Barrow - stepped barrow, Lisgaugh, Co. Limerick
Co. Limerick |
Barrows
At Lisgaugh in County Limerick, a low rise in the pasture conceals something that rewards a second look.
What appears at a distance to be a tidily tree-ringed field boundary is, in fact, a prehistoric stepped barrow, a type of burial mound distinguished by its layered, terraced profile rather than a simple earthen dome. The stepped arrangement here is created by a sequence of features working outward from the centre: a slightly domed interior, then a scarp, then a level berm, and finally the remains of a low outer earthen bank. That combination of elements, carefully graduated from the inside out, gives the monument its classification and sets it apart from more familiar, plainer mound types.

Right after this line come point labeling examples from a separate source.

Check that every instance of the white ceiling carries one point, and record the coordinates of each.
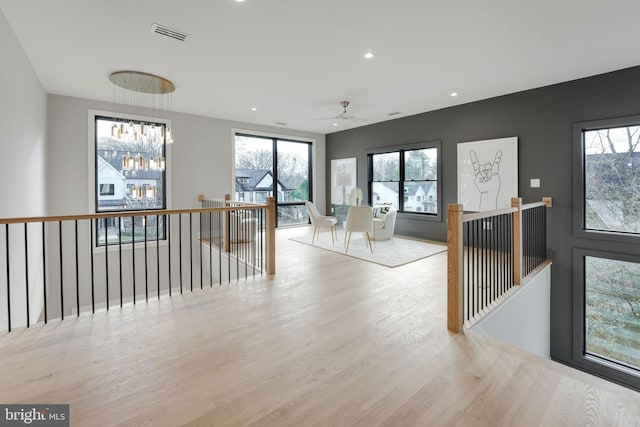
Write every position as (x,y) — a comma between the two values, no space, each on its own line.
(297,59)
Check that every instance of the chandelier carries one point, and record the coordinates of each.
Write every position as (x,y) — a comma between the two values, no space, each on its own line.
(155,92)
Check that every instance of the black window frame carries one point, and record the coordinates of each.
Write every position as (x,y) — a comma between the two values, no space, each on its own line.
(615,245)
(401,149)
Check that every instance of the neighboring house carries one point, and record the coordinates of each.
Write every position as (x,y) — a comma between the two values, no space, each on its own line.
(111,187)
(110,168)
(420,196)
(256,185)
(417,196)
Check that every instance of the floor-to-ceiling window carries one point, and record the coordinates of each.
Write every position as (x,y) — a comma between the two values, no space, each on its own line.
(406,178)
(278,167)
(607,268)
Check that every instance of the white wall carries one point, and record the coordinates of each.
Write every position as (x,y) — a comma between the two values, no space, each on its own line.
(200,163)
(524,320)
(23,166)
(201,156)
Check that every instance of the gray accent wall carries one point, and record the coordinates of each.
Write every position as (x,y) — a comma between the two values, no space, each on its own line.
(23,126)
(201,156)
(542,120)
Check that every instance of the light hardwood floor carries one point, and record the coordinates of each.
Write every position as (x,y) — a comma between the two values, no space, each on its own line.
(329,340)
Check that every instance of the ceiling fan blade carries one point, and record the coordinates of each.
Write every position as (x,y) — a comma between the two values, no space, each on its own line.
(328,118)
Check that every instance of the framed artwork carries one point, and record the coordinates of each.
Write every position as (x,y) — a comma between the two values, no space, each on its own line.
(343,180)
(487,173)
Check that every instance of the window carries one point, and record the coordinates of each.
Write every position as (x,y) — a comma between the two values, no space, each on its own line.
(612,310)
(606,261)
(129,176)
(107,189)
(611,179)
(261,161)
(414,170)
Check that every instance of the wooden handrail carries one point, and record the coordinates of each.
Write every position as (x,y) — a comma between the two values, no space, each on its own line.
(126,214)
(455,291)
(516,235)
(455,241)
(486,214)
(270,235)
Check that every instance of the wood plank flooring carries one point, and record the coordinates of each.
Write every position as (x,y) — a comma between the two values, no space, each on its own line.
(328,341)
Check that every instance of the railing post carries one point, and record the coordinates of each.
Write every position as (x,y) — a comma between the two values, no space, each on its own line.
(226,232)
(271,235)
(516,202)
(455,246)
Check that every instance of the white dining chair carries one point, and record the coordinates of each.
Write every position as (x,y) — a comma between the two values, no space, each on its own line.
(359,219)
(321,221)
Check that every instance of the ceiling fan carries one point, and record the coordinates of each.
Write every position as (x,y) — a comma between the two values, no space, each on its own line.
(345,115)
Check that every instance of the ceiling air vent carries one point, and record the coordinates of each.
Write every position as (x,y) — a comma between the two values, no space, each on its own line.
(168,32)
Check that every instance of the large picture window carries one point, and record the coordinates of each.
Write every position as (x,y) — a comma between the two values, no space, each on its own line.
(406,179)
(130,175)
(606,261)
(612,310)
(612,179)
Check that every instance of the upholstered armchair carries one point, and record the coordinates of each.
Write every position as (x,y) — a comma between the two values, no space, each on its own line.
(384,222)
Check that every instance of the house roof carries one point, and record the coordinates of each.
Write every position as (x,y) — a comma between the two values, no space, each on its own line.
(114,159)
(460,48)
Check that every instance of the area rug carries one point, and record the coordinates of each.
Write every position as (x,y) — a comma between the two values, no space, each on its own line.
(394,252)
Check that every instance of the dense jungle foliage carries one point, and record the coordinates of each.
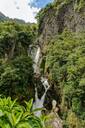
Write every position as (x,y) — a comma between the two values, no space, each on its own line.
(65,59)
(63,62)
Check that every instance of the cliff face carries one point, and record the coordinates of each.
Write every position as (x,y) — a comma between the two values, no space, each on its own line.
(60,17)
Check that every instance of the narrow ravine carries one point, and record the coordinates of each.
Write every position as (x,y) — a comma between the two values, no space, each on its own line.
(39,102)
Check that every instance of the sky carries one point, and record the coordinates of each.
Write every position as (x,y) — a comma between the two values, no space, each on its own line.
(22,9)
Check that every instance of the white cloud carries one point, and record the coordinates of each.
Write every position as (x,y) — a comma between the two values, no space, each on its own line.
(18,9)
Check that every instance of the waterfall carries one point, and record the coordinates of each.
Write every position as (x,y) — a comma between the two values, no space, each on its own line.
(39,102)
(36,60)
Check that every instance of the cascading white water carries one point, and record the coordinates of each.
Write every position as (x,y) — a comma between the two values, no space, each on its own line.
(39,102)
(36,60)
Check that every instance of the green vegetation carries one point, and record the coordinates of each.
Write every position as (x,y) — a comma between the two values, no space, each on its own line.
(13,115)
(63,62)
(65,59)
(16,70)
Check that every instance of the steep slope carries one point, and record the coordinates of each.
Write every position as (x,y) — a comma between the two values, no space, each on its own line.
(69,14)
(62,42)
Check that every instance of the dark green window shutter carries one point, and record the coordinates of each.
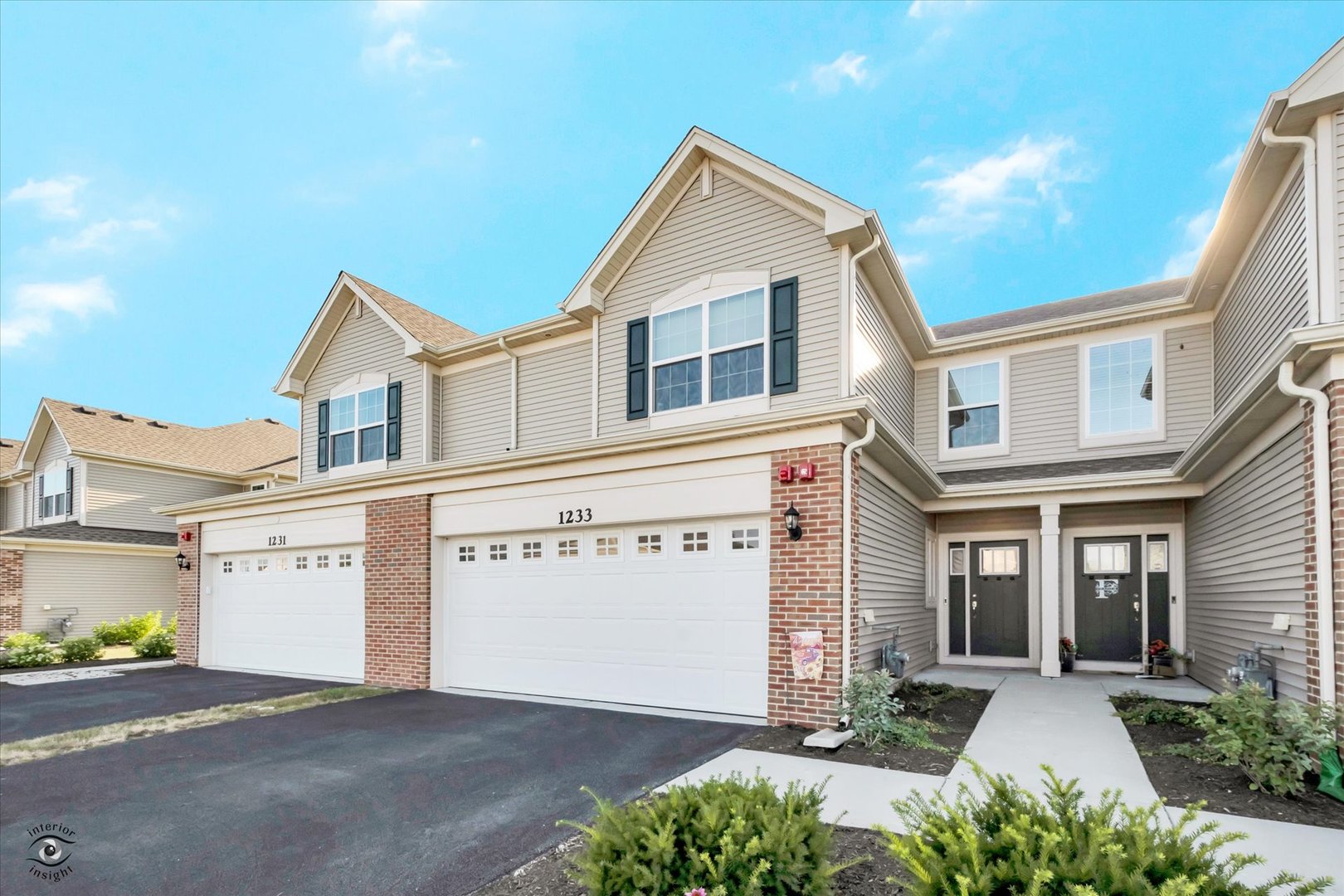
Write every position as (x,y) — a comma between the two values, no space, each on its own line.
(321,436)
(784,336)
(394,421)
(637,370)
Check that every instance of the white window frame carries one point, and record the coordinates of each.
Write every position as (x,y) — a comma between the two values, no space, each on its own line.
(1157,431)
(999,449)
(353,387)
(702,292)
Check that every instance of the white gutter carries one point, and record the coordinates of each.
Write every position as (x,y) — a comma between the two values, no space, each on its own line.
(513,419)
(1322,508)
(847,547)
(1308,145)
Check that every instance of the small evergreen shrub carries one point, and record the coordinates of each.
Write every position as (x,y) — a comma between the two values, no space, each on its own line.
(156,644)
(1273,740)
(81,649)
(733,837)
(1006,840)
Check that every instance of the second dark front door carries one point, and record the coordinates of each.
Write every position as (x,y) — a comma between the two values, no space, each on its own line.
(1108,598)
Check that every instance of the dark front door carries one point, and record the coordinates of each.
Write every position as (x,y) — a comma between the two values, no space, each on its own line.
(999,611)
(1108,598)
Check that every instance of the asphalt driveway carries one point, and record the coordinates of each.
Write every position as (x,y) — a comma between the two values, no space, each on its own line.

The barrow sits at roughly 343 feet above sea level, on the crest of a gentle rise that opens up broad views across the landscape to the south-west, west, and north-west. It was already being recorded by cartographers in the nineteenth century: the 1840 edition of the Ordnance Survey six-inch map depicts a raised circular area enclosed by a wide berm, and a later Cassini edition of the same map shows an OS trigonometric station, used for land surveying, standing on the northern side of the enclosure. The Archaeological Survey of Ireland carried out a formal survey of the monument in 1999. Their measurements place the raised area at approximately 33 metres east to west and 31 metres north to south. Entrance gaps were recorded on the eastern side, one five metres wide through the outer bank, another two metres wide further in, suggesting deliberate, structured access points rather than later damage or erosion. The berm between the inner and outer elements is level across much of the northern and eastern arc, while a steep natural slope drops away from the monument's outer edge on the south-western and western sides.

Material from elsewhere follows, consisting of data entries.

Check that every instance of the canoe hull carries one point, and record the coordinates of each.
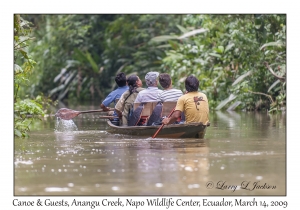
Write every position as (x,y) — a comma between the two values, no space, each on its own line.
(191,130)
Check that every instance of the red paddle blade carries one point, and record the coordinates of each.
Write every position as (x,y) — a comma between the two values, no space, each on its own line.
(66,114)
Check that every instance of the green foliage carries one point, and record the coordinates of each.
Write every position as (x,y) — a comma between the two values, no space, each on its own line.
(78,56)
(228,58)
(26,110)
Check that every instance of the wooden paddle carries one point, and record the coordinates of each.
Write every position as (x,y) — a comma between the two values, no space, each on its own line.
(163,124)
(67,114)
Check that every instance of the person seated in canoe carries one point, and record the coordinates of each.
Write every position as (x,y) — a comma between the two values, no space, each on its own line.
(115,95)
(151,92)
(125,104)
(169,93)
(194,104)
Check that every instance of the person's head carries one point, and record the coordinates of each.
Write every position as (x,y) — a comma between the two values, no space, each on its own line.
(151,79)
(134,82)
(120,79)
(165,80)
(191,84)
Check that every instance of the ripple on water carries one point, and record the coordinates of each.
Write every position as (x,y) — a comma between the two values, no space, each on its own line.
(65,125)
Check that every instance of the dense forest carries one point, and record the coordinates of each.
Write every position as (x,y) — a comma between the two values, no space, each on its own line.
(240,60)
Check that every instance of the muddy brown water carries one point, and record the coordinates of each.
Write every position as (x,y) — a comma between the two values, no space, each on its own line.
(243,153)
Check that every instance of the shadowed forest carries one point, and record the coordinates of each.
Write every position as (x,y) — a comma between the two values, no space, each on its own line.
(240,60)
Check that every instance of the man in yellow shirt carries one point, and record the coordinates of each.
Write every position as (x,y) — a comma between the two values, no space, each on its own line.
(194,104)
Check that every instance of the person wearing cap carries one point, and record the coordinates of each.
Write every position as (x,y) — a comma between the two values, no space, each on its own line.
(194,104)
(125,104)
(115,95)
(169,93)
(151,92)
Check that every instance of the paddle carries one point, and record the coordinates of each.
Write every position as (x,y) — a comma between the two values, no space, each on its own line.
(163,124)
(67,114)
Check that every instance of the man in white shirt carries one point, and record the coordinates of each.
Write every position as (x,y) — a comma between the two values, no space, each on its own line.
(149,94)
(169,93)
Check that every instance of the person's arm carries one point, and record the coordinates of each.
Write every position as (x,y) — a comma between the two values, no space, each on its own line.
(173,118)
(120,106)
(104,107)
(107,101)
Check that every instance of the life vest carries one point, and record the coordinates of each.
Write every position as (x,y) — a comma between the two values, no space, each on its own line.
(135,117)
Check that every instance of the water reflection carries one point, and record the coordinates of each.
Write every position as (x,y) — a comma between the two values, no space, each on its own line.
(89,161)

The monument sits in working pasture, so access would depend on land ownership and the usual courtesies of the Irish countryside. It is most legible from above: aerial orthophotos taken between 2011 and 2013, and Google Earth imagery from November 2018, both show the enclosure clearly as a circular, tree-planted feature. On the ground, visitors should look for the graduated earthworks, the subtle step from berm to inner rise, and the eastern entrance gaps, which remain the clearest physical indicators of how this structure was originally organised. The trees that now ring the site, while not original, help to mark its outline against the surrounding fields.